The Perils of Informal Land Agreements
By Chris Seifert, 02.23.2016

Unless you are lucky enough to own every acre you farm, the relationships you have with your landowners are some of the most important for the health of your operation. Losing a quarter section, even if it is breakeven to grow on, can increase fixed costs on machinery and overhead for your other acres, driving you into the red. But your relationships with your landlords are solid, right? And the terms your land agreements are concise and written down?

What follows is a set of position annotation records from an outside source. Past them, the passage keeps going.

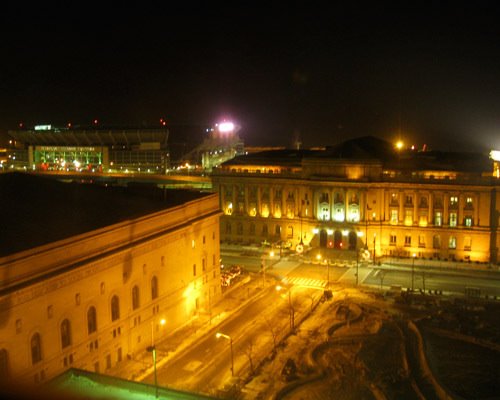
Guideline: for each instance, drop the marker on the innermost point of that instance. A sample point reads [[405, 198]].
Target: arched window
[[36, 348], [4, 365], [65, 333], [115, 308], [154, 287], [91, 320], [135, 297]]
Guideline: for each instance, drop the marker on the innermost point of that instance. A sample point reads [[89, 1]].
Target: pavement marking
[[192, 366], [315, 283]]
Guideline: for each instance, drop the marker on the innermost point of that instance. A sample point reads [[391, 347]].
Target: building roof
[[285, 157], [370, 148], [38, 210], [127, 137]]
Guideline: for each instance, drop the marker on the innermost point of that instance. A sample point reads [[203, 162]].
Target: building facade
[[362, 194], [91, 300]]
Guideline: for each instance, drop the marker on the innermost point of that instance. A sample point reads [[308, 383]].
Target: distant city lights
[[225, 127], [495, 155]]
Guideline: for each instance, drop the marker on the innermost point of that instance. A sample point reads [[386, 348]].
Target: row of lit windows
[[436, 242], [468, 220], [437, 201], [65, 326]]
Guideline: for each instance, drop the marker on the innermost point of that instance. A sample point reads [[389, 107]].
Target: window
[[277, 230], [36, 348], [91, 320], [408, 217], [421, 241], [436, 242], [408, 240], [115, 308], [65, 334], [453, 219], [422, 220], [438, 218], [264, 230], [154, 287], [325, 213], [394, 216], [135, 297]]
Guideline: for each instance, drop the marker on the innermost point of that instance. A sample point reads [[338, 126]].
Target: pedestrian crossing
[[304, 282]]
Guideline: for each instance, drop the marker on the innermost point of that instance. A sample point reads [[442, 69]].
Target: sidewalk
[[141, 365]]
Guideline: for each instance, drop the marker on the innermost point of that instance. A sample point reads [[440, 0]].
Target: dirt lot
[[358, 346]]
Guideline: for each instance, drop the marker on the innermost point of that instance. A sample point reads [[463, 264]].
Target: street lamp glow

If you cannot say yes to the second question, I would make the case that you cannot say yes to the first. You probably will be tempted to argue one of the following:

We have an understanding. While a handshake agreement can go a long way, it can also end up in a ransom-like situation. For example, in a recent Iowa legal case, an operator who agreed to “some type of bonus” to keep farming a piece of land ended up de facto changing a $195 per acre lease into a 50-50 agreement—a situation that ended in a lawsuit with a huge payment to the landlord.

We have known each other for decades. It is an uncomfortable thing to confront, but if you and your landlord have known each other for decades, odds are increasing every year that the relationship will soon pass to the next generation on one side or the other. Are your children and your landlord’s children on equally good terms? Does everyone have equal insight into what terms exist?

We are both good on our word. Whose word? Nothing kills a relationship like remembering things differently and having no way to resolve it.

It’s family. I believe this is one of the biggest reasons to write it all down. Imagine the Thanksgiving dinner referenced in another recent Iowa court case, where the daughter of one of five children who had an oral agreement to hold some family land in equal shares announced that she and her father had hired a lawyer regarding the farm. I doubt much was the same in the family thereafter.

It takes time and money. You could invest in professional tools like Granular, which allow you to analyze the profitability of your operation under each landowner agreement, but even doing some simple math using Farmdoc-provided crop budgets for 2016 can help. If you make an assumption that losing 10% of your land base means spreading out at-capacity non-land fixed costs over 10% fewer acres, a 1,600-acre operation losing a quarter section would lose between $7,000 and $18,000 as a result. What are you willing to invest to prevent that type of a loss?

To sum it up. Write it down. It is one of the simplest things you can do to keep your operation going for generations to come.